SENATOR CARLUCCI VOTES FOR PASSAGE OF THE IRAN DIVESTMENT ACT OF 2012
ALBANY – Senator David Carlucci (D-Rockland/Orange) today voted to hold the Iranian regime accountable by voting to pass the Iran Divestment Act of 2012 out of the New York State Senate. The bill (S.5917A), which was co-sponsored by Senator Carlucci, will bar entities that invest in Iran’s energy industry from receiving state contracts here in New York.
The Office of General Services (OGS) would be required to develop a list of entities that invest in the Iranian energy sector, including people, corporations and other organizations with investments of more than $20 million in the Iranian energy sector.

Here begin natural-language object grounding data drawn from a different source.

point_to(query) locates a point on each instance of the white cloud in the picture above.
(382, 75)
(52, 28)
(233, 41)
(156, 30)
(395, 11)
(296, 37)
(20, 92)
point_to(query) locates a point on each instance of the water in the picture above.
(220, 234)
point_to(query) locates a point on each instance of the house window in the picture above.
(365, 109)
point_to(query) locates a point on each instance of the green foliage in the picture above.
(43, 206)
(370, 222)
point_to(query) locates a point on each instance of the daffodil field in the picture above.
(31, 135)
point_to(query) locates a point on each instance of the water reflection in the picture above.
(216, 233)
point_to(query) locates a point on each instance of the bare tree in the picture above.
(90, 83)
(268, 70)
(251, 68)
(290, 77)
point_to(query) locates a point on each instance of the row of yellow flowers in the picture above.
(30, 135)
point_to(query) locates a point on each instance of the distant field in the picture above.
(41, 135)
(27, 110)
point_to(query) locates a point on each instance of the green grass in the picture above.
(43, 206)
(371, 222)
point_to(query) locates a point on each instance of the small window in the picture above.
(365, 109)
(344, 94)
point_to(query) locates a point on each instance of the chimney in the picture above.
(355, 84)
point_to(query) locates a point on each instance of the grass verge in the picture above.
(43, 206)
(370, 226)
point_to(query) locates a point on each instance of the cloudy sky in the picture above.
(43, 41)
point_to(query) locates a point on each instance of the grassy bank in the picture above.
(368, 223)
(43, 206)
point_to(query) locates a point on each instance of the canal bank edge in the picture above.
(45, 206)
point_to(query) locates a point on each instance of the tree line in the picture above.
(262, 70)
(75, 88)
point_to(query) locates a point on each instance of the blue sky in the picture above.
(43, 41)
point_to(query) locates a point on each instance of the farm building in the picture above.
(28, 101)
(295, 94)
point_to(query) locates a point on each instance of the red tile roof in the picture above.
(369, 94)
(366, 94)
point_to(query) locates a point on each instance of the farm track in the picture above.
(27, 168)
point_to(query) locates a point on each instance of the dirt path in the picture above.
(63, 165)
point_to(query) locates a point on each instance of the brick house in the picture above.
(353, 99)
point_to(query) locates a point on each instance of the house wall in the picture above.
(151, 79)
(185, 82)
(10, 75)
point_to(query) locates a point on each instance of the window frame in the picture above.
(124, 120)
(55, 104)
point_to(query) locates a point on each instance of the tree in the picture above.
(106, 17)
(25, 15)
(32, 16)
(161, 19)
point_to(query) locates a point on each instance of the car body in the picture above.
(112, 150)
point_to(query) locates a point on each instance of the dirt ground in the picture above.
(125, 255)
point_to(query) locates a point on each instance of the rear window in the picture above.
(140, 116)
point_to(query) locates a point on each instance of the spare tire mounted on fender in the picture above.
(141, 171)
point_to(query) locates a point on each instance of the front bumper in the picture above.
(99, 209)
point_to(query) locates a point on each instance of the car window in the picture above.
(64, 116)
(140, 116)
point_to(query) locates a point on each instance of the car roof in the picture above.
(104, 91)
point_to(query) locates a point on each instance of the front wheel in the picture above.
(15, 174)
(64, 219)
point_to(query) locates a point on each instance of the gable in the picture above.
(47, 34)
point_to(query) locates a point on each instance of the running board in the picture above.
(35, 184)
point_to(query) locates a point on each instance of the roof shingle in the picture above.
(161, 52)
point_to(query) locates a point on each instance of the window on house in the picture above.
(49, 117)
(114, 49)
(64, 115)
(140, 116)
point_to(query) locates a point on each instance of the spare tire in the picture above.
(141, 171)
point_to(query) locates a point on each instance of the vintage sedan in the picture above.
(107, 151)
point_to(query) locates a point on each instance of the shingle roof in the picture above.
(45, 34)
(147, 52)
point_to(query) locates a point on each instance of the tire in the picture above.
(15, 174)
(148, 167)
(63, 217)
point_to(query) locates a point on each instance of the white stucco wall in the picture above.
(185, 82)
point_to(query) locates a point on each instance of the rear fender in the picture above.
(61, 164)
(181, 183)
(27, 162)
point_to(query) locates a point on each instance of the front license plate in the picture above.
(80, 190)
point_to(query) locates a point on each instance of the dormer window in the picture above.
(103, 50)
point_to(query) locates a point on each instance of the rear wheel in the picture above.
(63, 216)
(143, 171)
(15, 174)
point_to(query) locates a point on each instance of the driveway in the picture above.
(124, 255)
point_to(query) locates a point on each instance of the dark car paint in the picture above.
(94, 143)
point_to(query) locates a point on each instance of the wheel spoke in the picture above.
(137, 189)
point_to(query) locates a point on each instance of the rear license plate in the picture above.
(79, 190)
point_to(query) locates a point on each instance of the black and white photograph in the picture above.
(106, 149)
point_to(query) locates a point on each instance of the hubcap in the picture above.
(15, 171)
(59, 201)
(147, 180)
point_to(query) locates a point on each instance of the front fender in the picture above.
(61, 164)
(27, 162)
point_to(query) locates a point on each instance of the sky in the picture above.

Those on the list would be excluded from bidding on government contracts.
The bill would also require local government contractors to certify that they are not investing in the Iranian energy sector in order to receive local government contracts.
“This legislation will allow New Yorkers to speak with their wallets and say that we will not tolerate the extremist actions by the Iranian regime,” said Senator Carlucci. “Through the power of the purse, we can starve this hostile regime which abuses its own citizens and threatens the United States and its allies in the Middle East.”
Back in 2010, President Barack Obama signed into law the federal Comprehensive Iran Sanctions, Accountability, and Divestment Act of 2010, which allows state and local governments to divest assets and prohibit the investment of state or local assets in certain companies that either invests or provide credit to the Iranian energy sector.
The bill also requires individuals or entities to certify they are not on the list when they submit bids to state and local agencies. Individuals or companies on the list that are the sole source of certain commodities or services can renew or enter into contracts on a case-by-case basis.
The divestment would apply to companies engaged in oil or natural gas development in Iran, as well any company found to be directly involved in nuclear power.